Eyewitness News has learned new details about what happened inside Sandy Hook Elementary School during the shooting in December.
On Dec. 14, Adam Lanza shot and killed his mother at their home, then went to Sandy Hook Elementary School and killed 26 children and adults. Before the school shooting, authorities said he shot his mother, Nancy Lanza, four times in the head while she slept at their home.
The final report is still being put together and state police have said they expect it to be released this fall. However, sources released details on the investigation to Eyewitness News Friday.
Jesse Lewis was one of the first graders, who lost his life inside of his elementary school on Dec. 14. Lewis's mother told Eyewitness News investigators have told her Jesse yelled for his classmates to "run" when the killer entered the classroom. Six of Jesse's classmates were able to get out, however Lewis was shot and died.
Eyewitness News has learned some of what will be in that report including how Adam Lanza's bedroom was immaculate when police first entered it.
A source with knowledge of the investigation said his clothes were all on hangers. All of the clothes were white or beige. His socks were neatly folded.
Eyewitness News has also learned that some people inside the school the day of the shooting were not located for hours, even after police did the initial sweep of the building.
On Friday, state police said they are handling the investigation and continue to say they are still working on the case. Once completed, it will be handed over to the state's attorney for the Newtown area.

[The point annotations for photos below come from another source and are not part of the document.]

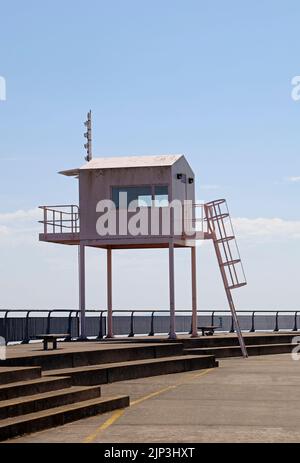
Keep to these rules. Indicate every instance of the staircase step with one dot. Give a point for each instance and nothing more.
(111, 372)
(35, 386)
(232, 340)
(53, 360)
(47, 400)
(14, 374)
(34, 422)
(235, 351)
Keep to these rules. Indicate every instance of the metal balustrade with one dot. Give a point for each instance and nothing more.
(60, 219)
(130, 318)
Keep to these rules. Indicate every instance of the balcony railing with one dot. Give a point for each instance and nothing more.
(61, 219)
(66, 219)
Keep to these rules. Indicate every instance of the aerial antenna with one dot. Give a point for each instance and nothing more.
(88, 135)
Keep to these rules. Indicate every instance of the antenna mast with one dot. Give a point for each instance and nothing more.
(88, 135)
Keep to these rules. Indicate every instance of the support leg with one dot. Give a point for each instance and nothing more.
(172, 333)
(81, 258)
(110, 333)
(194, 292)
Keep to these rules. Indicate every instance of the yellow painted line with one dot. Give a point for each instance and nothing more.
(118, 413)
(115, 416)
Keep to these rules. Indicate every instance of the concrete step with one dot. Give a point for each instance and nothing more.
(232, 340)
(38, 402)
(112, 372)
(34, 422)
(31, 387)
(235, 351)
(14, 374)
(109, 354)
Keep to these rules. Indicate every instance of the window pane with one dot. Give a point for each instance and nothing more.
(161, 198)
(133, 194)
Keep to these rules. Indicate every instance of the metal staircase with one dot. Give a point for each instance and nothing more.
(219, 225)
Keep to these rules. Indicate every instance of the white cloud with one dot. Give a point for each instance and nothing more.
(19, 227)
(209, 187)
(20, 215)
(267, 228)
(293, 179)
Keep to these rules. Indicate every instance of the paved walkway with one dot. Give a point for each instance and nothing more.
(253, 400)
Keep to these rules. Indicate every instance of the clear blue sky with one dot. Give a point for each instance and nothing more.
(211, 80)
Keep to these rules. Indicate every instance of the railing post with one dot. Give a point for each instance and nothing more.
(69, 338)
(213, 318)
(6, 326)
(232, 330)
(45, 221)
(26, 339)
(296, 322)
(77, 323)
(253, 323)
(72, 219)
(151, 332)
(49, 322)
(131, 334)
(276, 322)
(100, 335)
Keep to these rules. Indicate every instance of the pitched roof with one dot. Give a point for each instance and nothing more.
(126, 162)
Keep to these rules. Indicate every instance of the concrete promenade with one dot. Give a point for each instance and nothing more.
(253, 400)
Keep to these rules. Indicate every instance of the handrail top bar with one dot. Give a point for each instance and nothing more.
(59, 205)
(151, 311)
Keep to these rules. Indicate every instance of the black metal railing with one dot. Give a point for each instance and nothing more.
(23, 325)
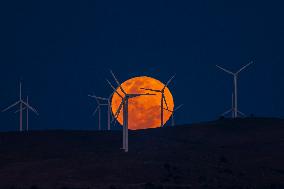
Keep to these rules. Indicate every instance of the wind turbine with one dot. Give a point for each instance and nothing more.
(27, 113)
(235, 75)
(173, 112)
(163, 98)
(21, 103)
(124, 106)
(102, 102)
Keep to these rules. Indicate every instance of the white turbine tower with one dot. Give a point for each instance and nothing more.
(22, 106)
(173, 112)
(124, 105)
(163, 98)
(102, 102)
(27, 113)
(235, 75)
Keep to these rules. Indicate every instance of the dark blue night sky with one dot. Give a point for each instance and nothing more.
(63, 51)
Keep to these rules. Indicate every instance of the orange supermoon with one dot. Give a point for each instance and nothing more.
(143, 111)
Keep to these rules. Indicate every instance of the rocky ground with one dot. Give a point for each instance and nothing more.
(244, 153)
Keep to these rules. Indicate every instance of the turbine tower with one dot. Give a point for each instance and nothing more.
(102, 102)
(124, 106)
(163, 98)
(23, 105)
(27, 113)
(235, 75)
(173, 112)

A source told Eyewitness News there are some interviews with some of the first responders are being done again because written statements conflicted with what police dashboard camera video shows. The source said there were no issues, but they want to check statements, since the report is going to be intensely scrutinized.
It's also still unclear how much of the report will be released because Connecticut modified some of its freedom of information laws. The concern is some of the information would be too graphic and hard for the victims families to deal with again.